II. E. 1. L’attention, ce qu’ elle est

A l’Ecole est bien souvent entendu le reproche adressé aux élèves concernant leur “ manque d’attention ”. Cette qualité semble donc hautement valorisée mais plus rarement efficiente ... En réalité, pour être attentif, il ne suffit pas uniquement de le vouloir, l’attention spontanée se fondant sur plusieurs éléments

Tout d’abord, l’attention

‘“ ne résulte pas d’une simple focalisation ”52 .’

il ne suffit pas de se centrer sur l’objet que l’on observe

‘“ mais de la dynamique affective du sujet face à l’objet ”53.’

Par exemple, certaines activités manuelles dont nous avons une très grande habitude (conduite, tricot, bricolage, etc.) peuvent nous laisser l’esprit libre pour échanger avec autrui et lui porter attention tant qu’elles ne nécessitent pas certaines actions plus complexes : nous suspendons cette attention si, en voiture, nous ne connaissons pas bien notre route et que nous arrivons à un carrefour, si nous réalisons des diminutions sur un tricot et devons compter des mailles, etc. Les conditions dans lesquelles nous nous trouvons déterminent notre attention. Mais elles ne sont pas seules.

‘“ L’expérience nous montre que la perception est littéralement suspendue à nos pulsions et à nos intérêts. Autrement dit, nous ne voyons que ce que nous avons intérêt à voir ou plus exactement que les objets qui nous plaisent et qui nous intéressent ”54.’

Les exemples à l’Ecole abondent. Les passionnés de foot-ball ont parfois des difficultés à être attentifs durant les leçons d’histoire (ou autres) et à s’en souvenir mais ils sont “ incollables ” sur l’histoire et les résultats de leur équipe préférée, ils connaissent toutes les dates des moindres événements les concernant. D’autres oublient très facilement les règles de grammaire mais, s’ils sont amateurs de belote et autres jeux de cartes, ils se souviennent sans problème de l’ordre de leur distribution et comptent très facilement les points dans leur tête. Dès l’école primaire, on trouve des spécialistes de mécanique experts en automobiles et au courant de leurs performances, d’autres plus intéressés par les acteurs de cinéma, les chanteurs et leur vie privée. Alors qu’ils paraissent incapables de maintenir leur attention durant une séquence d’apprentissage, même courte, en classe et de s’en souvenir correctement, ils suivent sans effort apparent les informations à propos de leurs idoles et montrent une mémoire prodigieuse dans la restitution du moindre fait les concernant. En réalité, comme l’indique Michel Lobrot,

‘“ nous ne voyons que les objets qui nous plaisent et nous intéressent (...) comme si la connaissance était non pas une fonction indépendante s’exerçant pour elle-même mais au service des tendance et des désirs de l’individu. (On constate) que notre attention) se focalise sur les choses qui nous ressemblent (...) Elle se dirige à la fois vers nous-mêmes et vers les choses qui possèdent quelque chose de nous et dans la mesure où elles possèdent cette caractéristique. Ce n’est pas la chose en elle-même qui nous intéresse mais son rapport à nous ”55.’

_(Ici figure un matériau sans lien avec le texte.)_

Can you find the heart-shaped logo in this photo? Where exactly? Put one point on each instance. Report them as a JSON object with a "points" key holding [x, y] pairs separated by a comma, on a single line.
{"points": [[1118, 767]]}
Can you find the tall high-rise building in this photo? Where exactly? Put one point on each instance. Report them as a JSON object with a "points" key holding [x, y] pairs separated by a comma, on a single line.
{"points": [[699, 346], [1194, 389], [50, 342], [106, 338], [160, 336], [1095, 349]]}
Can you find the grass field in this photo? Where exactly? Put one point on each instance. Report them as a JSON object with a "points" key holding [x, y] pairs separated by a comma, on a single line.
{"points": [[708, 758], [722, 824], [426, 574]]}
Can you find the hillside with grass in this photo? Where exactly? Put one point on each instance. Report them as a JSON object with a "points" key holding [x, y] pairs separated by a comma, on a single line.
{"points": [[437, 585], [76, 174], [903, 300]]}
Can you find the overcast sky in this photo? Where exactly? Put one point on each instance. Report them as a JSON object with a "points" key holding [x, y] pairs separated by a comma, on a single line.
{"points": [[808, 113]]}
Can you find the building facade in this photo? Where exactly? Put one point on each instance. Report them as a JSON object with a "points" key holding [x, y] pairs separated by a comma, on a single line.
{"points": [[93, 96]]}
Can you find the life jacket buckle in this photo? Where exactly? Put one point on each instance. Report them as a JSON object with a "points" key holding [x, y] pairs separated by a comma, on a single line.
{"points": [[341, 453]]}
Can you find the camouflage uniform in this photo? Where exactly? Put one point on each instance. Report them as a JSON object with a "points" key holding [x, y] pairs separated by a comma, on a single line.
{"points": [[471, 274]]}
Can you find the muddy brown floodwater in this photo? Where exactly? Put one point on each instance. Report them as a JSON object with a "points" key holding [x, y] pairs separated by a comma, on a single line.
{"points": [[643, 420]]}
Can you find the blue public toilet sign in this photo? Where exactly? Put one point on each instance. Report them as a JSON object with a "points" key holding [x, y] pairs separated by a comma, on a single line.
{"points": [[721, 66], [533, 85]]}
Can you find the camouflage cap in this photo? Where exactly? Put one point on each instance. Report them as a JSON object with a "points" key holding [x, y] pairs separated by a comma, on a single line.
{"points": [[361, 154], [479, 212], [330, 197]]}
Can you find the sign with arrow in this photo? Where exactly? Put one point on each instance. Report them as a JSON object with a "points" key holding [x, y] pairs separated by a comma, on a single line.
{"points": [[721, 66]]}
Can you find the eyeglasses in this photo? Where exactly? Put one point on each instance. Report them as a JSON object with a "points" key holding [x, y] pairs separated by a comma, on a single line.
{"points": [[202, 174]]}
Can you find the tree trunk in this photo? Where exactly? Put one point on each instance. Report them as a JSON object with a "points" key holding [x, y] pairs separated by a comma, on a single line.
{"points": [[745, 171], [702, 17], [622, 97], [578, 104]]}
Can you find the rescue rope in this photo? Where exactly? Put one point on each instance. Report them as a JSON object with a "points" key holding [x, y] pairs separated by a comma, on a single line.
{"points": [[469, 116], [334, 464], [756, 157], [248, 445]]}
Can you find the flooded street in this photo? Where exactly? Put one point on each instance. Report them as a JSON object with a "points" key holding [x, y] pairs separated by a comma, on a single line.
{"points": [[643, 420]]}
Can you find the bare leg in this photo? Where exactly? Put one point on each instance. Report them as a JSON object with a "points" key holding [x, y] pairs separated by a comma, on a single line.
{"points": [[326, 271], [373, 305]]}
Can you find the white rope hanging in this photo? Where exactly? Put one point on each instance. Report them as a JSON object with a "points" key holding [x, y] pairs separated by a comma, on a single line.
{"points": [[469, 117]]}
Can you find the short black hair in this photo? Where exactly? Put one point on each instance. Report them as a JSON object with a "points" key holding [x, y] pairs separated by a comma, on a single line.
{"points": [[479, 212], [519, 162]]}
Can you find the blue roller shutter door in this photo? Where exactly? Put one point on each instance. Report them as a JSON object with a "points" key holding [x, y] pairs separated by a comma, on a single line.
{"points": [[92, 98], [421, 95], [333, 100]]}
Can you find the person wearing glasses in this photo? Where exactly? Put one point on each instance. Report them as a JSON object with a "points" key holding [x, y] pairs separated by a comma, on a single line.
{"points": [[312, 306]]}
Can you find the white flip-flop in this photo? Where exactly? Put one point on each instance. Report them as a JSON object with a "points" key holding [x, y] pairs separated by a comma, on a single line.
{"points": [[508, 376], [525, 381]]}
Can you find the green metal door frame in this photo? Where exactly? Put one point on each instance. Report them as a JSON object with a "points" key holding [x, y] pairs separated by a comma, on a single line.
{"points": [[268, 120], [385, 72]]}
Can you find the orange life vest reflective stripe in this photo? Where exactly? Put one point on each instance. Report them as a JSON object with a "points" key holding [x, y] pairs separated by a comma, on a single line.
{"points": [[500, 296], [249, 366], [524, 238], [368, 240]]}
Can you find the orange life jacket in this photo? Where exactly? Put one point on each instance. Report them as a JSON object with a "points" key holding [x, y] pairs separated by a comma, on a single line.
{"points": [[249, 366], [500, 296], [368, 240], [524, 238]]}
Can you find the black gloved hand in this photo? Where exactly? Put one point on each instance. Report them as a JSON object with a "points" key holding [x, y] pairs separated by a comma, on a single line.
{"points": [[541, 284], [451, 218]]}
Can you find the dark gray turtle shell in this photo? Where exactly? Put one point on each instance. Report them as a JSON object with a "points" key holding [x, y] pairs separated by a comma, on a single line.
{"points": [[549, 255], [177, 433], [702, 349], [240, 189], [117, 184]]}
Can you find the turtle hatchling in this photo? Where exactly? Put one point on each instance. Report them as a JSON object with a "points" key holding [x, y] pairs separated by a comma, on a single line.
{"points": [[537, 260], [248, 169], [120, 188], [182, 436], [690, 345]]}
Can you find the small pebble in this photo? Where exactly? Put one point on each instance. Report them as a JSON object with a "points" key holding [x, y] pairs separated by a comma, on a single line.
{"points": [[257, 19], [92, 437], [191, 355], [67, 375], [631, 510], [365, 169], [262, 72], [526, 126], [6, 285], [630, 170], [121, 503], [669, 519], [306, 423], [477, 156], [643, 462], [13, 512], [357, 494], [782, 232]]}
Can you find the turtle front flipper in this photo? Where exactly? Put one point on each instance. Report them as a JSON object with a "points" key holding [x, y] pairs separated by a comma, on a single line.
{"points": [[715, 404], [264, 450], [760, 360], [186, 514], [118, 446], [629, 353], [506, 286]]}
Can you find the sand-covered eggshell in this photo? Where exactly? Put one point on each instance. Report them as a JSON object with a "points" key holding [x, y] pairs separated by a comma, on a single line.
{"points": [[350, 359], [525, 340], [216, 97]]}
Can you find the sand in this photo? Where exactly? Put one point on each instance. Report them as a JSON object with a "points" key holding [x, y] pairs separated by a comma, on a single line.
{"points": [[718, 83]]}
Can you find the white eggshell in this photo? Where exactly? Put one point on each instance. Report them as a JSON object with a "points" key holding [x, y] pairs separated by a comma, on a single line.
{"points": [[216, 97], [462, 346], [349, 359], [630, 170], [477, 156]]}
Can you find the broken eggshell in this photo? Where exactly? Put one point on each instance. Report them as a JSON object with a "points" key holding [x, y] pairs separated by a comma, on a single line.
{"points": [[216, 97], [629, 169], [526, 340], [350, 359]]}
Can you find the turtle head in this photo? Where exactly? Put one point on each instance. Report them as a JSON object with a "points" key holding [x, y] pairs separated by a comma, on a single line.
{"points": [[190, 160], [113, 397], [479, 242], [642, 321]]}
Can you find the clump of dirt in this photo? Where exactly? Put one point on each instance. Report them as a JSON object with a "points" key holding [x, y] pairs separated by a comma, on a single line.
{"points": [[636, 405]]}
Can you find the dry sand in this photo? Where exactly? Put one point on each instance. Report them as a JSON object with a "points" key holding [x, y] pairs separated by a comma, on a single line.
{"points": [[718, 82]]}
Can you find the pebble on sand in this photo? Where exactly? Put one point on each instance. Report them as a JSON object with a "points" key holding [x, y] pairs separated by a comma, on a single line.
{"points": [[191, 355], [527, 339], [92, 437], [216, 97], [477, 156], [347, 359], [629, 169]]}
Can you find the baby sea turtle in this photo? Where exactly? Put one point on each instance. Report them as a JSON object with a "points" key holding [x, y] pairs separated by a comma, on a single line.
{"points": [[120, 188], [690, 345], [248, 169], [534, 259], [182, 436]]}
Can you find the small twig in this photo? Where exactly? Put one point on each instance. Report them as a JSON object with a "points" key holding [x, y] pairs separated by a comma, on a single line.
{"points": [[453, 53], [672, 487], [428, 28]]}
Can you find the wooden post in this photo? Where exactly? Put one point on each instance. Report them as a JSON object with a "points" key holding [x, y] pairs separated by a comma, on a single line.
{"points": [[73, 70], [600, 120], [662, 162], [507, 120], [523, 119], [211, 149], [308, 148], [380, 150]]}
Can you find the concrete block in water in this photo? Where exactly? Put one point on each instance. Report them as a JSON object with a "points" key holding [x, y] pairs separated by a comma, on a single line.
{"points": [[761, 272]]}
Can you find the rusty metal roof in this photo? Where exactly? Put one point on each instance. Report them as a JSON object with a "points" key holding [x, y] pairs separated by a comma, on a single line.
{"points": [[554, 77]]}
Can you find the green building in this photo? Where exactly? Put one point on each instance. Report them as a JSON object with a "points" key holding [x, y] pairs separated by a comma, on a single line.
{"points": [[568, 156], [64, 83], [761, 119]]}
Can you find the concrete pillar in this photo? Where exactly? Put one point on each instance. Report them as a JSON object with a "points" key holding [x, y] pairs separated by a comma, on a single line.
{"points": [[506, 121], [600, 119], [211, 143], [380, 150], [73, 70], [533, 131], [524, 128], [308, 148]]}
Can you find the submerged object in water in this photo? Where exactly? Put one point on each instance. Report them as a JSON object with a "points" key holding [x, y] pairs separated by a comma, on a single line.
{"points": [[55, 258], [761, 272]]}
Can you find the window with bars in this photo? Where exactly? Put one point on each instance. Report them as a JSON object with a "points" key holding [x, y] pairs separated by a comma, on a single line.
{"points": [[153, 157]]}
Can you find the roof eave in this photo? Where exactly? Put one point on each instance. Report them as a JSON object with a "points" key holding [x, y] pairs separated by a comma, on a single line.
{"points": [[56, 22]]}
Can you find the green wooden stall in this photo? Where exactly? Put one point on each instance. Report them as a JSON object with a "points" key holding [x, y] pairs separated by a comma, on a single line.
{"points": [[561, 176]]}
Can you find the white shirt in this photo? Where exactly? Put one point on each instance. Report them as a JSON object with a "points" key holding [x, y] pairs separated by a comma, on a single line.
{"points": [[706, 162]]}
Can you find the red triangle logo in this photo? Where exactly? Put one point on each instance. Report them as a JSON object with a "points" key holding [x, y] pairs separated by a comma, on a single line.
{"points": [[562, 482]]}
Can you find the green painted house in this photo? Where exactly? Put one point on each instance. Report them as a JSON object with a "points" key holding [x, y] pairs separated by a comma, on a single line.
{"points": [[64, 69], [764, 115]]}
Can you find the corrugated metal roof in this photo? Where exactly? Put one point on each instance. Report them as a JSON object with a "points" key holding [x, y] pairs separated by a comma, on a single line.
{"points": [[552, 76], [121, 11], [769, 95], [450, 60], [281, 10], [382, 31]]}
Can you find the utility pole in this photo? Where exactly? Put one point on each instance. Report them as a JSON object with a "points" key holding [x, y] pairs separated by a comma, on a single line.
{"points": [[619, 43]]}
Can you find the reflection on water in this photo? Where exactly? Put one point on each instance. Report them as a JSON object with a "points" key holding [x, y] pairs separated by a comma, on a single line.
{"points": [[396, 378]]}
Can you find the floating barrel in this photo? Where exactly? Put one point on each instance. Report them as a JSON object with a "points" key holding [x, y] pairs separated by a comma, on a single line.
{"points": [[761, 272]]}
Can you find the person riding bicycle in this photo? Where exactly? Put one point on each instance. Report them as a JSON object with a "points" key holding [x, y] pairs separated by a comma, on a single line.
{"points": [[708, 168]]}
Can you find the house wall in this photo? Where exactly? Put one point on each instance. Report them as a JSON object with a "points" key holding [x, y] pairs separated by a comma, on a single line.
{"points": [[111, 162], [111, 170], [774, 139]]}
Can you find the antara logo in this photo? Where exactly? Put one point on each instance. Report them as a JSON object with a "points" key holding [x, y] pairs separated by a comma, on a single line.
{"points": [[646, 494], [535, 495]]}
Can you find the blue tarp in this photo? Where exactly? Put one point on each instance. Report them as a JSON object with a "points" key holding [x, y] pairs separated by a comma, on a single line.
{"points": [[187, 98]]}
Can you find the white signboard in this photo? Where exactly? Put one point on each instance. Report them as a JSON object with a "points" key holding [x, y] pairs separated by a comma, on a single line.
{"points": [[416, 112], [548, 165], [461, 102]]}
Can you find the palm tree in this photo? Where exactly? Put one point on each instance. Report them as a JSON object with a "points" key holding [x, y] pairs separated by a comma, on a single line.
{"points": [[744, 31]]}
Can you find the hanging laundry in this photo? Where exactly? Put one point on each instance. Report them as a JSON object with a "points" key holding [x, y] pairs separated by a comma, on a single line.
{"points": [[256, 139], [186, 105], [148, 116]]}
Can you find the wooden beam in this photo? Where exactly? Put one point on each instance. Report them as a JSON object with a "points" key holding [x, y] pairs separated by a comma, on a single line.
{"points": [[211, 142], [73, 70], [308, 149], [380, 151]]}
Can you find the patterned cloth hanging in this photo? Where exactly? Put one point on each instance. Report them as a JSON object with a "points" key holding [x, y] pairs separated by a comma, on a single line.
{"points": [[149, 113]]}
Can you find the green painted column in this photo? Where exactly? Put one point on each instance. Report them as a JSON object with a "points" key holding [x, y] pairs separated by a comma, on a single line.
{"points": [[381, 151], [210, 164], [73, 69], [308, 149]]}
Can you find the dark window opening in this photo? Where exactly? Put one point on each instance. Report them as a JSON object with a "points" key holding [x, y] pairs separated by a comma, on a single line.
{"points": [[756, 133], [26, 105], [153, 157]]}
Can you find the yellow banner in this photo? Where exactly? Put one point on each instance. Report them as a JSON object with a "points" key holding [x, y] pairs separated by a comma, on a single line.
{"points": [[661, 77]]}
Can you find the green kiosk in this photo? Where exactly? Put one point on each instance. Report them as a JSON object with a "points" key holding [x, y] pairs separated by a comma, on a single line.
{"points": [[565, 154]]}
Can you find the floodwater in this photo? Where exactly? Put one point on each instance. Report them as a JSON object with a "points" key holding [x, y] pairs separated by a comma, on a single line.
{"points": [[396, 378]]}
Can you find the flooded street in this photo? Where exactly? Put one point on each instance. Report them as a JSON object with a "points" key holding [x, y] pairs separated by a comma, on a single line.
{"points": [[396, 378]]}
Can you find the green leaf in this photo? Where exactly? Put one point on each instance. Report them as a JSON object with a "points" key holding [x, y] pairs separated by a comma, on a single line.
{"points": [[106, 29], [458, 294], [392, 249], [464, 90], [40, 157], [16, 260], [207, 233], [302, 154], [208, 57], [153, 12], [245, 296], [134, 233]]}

Il est bon de s’en souvenir dans le cadre de la classe. Les propositions qui sont faites aux enfants doivent prendre sens pour eux dans leur vie. Les motivations souvent proposées : bonnes notes, réussite aux examens, possibilité d’obtenir un “ bon métier ” (surtout en période de chômage !) ne sont pas des motivations vitales ; elles ne soutiendront pas les apprentissages. Car

‘“ le cognitif n’existe pas pour lui-même. Il est entièrement au service de l’affectif. Nous ne regardons pas pour voir mais pour vivre ”56.’

D’autre part, conseiller de “ faire attention ” n’est pas toujours judicieux quand n’est pas précisé l’objet sur lequel elle doit porter. L’enfant “ inattentif ” risque de se centrer sur l’injonction “ je dois faire attention ” et de ne rien entendre ou voir d’autre, en raison notamment de son angoisse57.

Notes
52.

LOBROT (M.) L’influence des modèles, Les Lilas, éd. Psyénergie, 1987, 282 pages, page 39.

53.

LOBROT (M.) L’influence des modèles, op. cit. page 39.

54.

LOBROT (M.) L’influence des modèles, op. cit. page 40.

55.

LOBROT (M.) L’influence des modèles, op. cit. pages 40 et 42.

56.

LOBROT (M.) L’influence des modèles, op. cit. page 43.

57.

Voir sur ce sujet tous les travaux d’Antoine de La Garanderie.